On comprend mieux la vacuité du film en en suivant un peu le parcours tel qu’il est relaté dans les suppléments du DVD ; à la base, il y a de l’argent bloqué au Japon et que le producteur Anatole Dauman ne veut pas perdre ; il demande donc à Alain Resnais d’aller tourner là-bas un film pour éponger les yens. Resnais vient d’acquérir une certaine notoriété pédagogique grâce à Nuit et brouillard sur les camps d’extermination. Pourquoi ne pas évoquer d’autres horreurs, les conséquences de l’explosion atomique du 6 août 1945 ? Mais le réalisateur se rend vite compte que tous les documentaires possibles et imaginables ont déjà été tournés. Dès lors, il faut joindre à l’évocation de l’explosion une histoire un peu romanesque ; il songe à Françoise Sagan, à Simone de Beauvoir. Finalement, c’est Marguerite Duras qui s’y colle.

Mais que dire et qu’écrire ? Personne n’en sait rien au début, jusqu’à ce que l’idée vienne de relier, avec assez de roublardise, les épouvantes japonaises au sort que, quatorze ans auparavant, aura subi Elle, alors jeune fille nivernaise, tombée amoureuse d’un soldat allemand (Bernard Fresson, méconnaissable), abattu à la libération de la ville.

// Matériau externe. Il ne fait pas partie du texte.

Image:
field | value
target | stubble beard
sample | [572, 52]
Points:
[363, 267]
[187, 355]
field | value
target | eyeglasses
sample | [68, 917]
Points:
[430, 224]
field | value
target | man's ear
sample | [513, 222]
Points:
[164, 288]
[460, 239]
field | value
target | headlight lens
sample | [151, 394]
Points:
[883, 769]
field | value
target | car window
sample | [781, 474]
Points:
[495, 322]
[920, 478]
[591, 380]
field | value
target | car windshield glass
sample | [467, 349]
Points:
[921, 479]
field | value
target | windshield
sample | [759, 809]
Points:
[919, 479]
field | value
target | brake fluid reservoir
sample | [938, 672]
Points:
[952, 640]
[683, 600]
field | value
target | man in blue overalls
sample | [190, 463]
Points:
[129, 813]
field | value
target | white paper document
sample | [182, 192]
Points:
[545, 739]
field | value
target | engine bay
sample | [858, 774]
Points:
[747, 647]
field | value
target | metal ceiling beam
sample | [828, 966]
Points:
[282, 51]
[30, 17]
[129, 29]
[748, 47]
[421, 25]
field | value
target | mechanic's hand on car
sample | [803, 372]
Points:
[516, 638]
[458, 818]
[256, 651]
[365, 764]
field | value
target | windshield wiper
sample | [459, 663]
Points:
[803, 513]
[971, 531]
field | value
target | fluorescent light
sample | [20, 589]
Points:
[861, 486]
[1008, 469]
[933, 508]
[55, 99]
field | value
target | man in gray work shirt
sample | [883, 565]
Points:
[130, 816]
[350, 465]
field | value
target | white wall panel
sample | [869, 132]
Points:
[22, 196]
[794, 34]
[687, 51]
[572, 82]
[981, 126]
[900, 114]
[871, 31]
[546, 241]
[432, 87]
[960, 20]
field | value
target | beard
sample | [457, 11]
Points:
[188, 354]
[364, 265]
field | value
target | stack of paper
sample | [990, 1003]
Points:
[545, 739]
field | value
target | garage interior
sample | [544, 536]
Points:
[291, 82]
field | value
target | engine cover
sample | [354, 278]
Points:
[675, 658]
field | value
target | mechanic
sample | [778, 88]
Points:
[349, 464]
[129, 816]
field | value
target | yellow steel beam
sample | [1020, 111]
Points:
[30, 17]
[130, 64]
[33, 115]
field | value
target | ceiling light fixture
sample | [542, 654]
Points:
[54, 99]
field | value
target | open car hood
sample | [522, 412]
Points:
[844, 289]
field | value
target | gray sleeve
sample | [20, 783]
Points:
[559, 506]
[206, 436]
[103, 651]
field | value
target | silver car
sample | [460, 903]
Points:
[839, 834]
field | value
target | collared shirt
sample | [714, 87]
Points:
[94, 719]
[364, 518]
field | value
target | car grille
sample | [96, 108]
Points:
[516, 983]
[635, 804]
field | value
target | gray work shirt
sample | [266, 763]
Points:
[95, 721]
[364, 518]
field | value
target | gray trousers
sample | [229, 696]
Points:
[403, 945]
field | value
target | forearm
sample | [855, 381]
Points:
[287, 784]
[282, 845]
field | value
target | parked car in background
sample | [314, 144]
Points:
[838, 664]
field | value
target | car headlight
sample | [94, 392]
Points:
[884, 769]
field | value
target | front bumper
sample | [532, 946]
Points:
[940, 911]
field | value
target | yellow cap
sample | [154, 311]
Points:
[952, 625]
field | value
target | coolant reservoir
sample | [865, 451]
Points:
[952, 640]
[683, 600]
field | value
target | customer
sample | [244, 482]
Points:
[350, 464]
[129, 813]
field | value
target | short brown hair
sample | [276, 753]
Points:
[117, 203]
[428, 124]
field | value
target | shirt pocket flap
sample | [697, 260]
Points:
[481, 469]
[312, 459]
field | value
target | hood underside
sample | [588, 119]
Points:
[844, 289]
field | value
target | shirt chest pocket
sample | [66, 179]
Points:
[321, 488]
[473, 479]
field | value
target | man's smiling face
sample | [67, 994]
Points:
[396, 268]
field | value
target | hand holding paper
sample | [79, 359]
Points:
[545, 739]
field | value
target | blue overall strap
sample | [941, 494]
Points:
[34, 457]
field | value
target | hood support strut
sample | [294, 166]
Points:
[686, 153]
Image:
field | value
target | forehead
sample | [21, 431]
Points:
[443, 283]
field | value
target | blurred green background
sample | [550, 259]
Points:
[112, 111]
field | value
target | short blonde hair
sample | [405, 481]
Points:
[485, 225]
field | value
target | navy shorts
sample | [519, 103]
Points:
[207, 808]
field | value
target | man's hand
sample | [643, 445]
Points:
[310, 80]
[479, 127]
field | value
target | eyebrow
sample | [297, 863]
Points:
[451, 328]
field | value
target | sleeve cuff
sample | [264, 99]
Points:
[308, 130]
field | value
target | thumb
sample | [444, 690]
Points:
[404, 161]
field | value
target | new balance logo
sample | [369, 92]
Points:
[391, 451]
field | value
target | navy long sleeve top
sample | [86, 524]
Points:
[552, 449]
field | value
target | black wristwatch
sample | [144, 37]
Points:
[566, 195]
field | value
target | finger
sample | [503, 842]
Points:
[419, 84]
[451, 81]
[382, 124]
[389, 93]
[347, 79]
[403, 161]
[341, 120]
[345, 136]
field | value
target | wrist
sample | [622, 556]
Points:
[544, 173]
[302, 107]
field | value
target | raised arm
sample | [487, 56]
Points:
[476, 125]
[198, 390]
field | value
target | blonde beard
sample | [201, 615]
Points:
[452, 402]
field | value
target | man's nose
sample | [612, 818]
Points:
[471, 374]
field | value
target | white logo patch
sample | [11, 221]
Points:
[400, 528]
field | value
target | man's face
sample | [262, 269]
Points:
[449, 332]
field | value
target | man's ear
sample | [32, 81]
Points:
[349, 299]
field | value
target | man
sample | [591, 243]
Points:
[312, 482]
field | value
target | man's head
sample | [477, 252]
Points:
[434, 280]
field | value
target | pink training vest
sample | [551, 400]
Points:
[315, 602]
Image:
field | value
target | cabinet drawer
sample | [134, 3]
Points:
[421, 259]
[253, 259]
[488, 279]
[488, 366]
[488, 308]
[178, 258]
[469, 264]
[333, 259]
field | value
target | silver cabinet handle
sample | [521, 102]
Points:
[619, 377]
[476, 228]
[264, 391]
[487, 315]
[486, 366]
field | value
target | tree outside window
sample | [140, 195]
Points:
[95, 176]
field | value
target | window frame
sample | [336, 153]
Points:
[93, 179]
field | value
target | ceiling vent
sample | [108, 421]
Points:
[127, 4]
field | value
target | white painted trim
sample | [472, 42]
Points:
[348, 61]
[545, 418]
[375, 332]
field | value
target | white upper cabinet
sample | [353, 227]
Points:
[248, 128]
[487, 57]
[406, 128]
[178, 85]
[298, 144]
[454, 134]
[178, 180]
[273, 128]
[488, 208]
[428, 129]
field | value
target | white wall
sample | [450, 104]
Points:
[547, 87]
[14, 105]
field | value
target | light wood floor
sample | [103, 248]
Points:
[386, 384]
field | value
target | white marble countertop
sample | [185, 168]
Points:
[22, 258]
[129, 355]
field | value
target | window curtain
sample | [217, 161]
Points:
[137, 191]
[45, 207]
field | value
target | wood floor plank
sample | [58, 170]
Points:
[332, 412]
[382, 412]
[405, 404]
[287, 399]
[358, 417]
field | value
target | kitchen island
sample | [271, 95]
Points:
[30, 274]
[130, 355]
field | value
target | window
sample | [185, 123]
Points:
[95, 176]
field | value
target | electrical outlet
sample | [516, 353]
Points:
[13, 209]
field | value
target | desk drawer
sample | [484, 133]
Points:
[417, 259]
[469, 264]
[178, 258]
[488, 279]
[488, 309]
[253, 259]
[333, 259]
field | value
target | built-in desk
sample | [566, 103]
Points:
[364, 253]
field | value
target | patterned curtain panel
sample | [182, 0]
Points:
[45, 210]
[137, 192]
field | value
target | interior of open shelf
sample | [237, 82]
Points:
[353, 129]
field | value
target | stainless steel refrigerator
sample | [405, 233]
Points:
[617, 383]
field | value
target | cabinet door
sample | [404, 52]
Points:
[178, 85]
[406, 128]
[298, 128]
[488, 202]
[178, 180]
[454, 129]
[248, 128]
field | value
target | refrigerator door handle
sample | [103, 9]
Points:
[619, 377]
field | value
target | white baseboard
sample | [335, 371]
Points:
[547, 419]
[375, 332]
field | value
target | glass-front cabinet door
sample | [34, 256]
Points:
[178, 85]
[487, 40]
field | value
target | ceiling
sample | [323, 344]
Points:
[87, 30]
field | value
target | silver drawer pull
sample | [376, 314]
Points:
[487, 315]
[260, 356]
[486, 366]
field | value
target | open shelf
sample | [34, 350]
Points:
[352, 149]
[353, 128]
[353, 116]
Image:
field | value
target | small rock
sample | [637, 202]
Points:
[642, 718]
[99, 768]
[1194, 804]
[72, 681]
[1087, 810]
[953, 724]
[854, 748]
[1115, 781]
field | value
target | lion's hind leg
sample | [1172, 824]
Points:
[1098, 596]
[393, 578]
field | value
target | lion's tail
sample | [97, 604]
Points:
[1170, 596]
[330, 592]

Tondue, proscrite, pestiférée, à peine abritée par ses parents, qui subissent sa honte, Elle s’est reconstruite (comme on dit de nos jours), a surmonté ses malheurs, mais les porte toujours au fin fond de son crâne.

Peut-on dire que sa rencontre avec Lui, qui a perdu toute sa famille à Hiroshima, mais qui a réagi pareillement et qui, comme elle, semble en parfait équilibre, va re-susciter les souvenirs des désastres ? C’est possible ; mais c’est flou, indéterminé, verbeux, pompeux. Deux êtres qui passent leur temps à faire l’amour, à se trouver sans se chercher, à faire mine d’ignorer que, quelques heures plus tard, ils seront pour toujours séparés, l’une regagnant Paris, l’autre demeurant sur place, deux êtres à qui aucun spectateur ne peut s’attacher, tant ils sont désincarnés, épures singulières d’une rêverie ennuyeuse.

Lors de la présentation du film, lors du festival de Cannes 1959, il a été de bon ton de se prosterner, de s’agenouiller devant la modernité de ce cinéma, aussi agréable qu’une bruine de novembre au fin fond de la Creuse : trop prospère, l’époque était prête à toutes les balourdises ; mais que, tant d’années plus tard, certains puissent encore révérer cette nullité boursouflée est étonnant.